In the short term, broad social objectives – local employment, support for small business, Pacific, regional and migrant communities – can be pursued through contracts below the value threshold, especially at the local level.
Payment of the living wage should be an acceptable contractual requirement and technical specifications for projects intended to benefit Māori, Pasifika, migrant and refugee communities could legitimately give them the best chance to secure the contract.
Splitting contracts into smaller parts is not permitted if the intention is to bring them below the threshold, which the government could be accused of doing. Nevertheless, many governments will be doing so at this time and expect each other to turn a blind eye.
Preferences for Māori, including as offsets in large contracts, would be protected by the Treaty exception, aside from CER obligations – but CER is not directly enforceable and Australia has an indigenous preference scheme itself that isn’t exempted from CER either.

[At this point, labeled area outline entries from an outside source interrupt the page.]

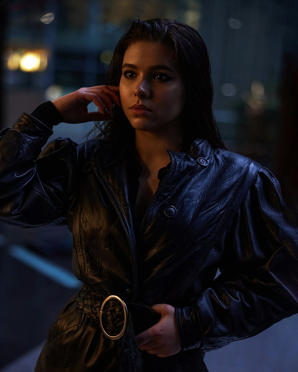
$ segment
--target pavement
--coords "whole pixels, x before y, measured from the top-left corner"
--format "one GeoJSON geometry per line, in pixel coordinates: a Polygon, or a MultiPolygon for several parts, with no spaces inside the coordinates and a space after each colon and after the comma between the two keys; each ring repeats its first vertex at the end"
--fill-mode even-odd
{"type": "MultiPolygon", "coordinates": [[[[33,372],[48,328],[80,285],[69,250],[42,254],[1,234],[0,248],[0,372],[33,372]]],[[[295,315],[207,353],[205,362],[209,372],[298,372],[298,349],[295,315]]]]}

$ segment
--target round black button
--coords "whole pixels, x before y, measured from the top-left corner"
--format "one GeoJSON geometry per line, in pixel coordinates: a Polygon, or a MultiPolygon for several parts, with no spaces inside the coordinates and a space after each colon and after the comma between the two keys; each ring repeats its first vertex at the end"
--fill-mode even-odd
{"type": "Polygon", "coordinates": [[[203,167],[206,167],[208,164],[207,160],[205,158],[198,158],[197,159],[197,162],[198,164],[202,166],[203,167]]]}
{"type": "Polygon", "coordinates": [[[165,208],[164,213],[167,217],[174,217],[176,215],[177,210],[172,205],[169,205],[165,208]]]}

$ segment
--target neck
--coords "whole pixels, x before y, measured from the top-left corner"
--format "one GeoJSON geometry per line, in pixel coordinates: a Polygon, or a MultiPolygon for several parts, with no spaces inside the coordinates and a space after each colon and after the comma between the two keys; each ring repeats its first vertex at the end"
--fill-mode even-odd
{"type": "Polygon", "coordinates": [[[170,134],[163,136],[149,132],[136,131],[136,155],[141,163],[149,164],[161,161],[169,162],[168,150],[178,152],[183,145],[183,137],[173,131],[170,134]]]}

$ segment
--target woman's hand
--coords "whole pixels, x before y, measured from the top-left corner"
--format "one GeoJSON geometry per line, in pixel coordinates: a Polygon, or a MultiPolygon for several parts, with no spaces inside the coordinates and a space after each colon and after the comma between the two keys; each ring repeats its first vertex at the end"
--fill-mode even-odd
{"type": "Polygon", "coordinates": [[[52,102],[64,122],[84,123],[111,119],[113,104],[121,106],[118,94],[119,87],[99,85],[81,88],[52,102]],[[91,102],[97,106],[98,111],[88,112],[88,105],[91,102]]]}
{"type": "Polygon", "coordinates": [[[181,350],[181,342],[175,308],[166,304],[159,304],[152,308],[161,314],[161,318],[158,323],[137,336],[140,349],[162,358],[178,353],[181,350]]]}

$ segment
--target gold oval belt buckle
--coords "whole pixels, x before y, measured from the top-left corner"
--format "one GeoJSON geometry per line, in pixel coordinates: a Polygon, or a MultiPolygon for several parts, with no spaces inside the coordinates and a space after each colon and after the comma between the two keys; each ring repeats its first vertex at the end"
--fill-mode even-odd
{"type": "Polygon", "coordinates": [[[102,302],[99,323],[102,331],[111,340],[121,338],[125,333],[128,321],[125,303],[118,296],[109,296],[102,302]]]}

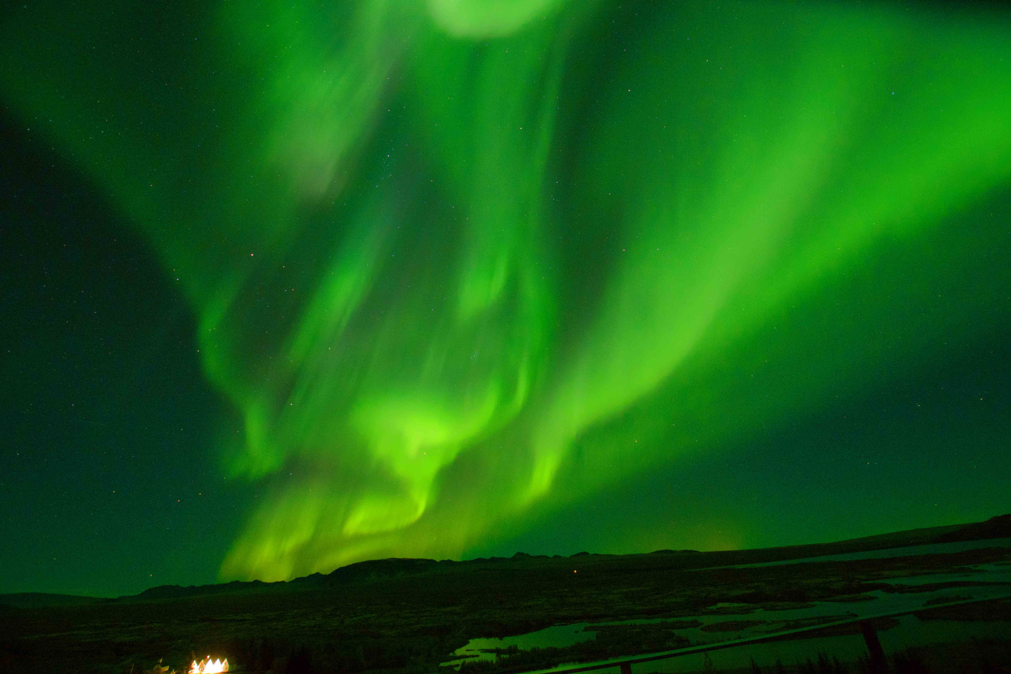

These are stop-gap measures born of expediency. This recovery is going to require years of reinvestment and there will be other crises in the future. New Zealand’s convoluted web of free trade agreements prevents us from maximising the benefits from applying taxpayer and ratepayer funds to advance our post-Covid recovery, and in the longer term.
Covid-19 is the canary in the coal mine. Most countries are facing the same domestic imperatives and obstacles.
Directing larger contracts to domestic firms, with flow-on effects for jobs and regional recovery, would mean amending the free trade agreements. The lack of a Treaty exception in CER should and can be fixed. Current negotiations with the European Union and others need to step back and reconsider the implications of including government procurement in light of Covid-19.
The WTO itself needs to revisit the rules and exceptions for public procurement so governments don’t have to manipulate their contracts to fit the rules. Mutual agreement should be achievable, so long as New Zealand and other governments prioritise their common need to rebuild, rather than the purist approach that has driven procurement as purely a market access issue. In contrast to other proposals that are opportunistically invoking Covid-19 to advance unpopular pre-existing agendas, such as tariff cuts on agricultural products and new rules electronic commerce, this would have a genuine on-the-ground impact on recovery.
The counter argument that New Zealand firms can also bid for procurement contracts in other countries on a “level playing field” has two fatal flaws. One is a simple reality check. Few New Zealand firms have the capacity to bid for and win large overseas contracts, even when they are given the opportunity to bid, and any profits they make will have little flow-on benefit to New Zealand.
Second, and more importantly in the context of post-Covid recovery, government procurement cannot be reduced to a quest for market access. It has always served multiple objectives and needs to be freed from the constraints of free trade agreements to do so again.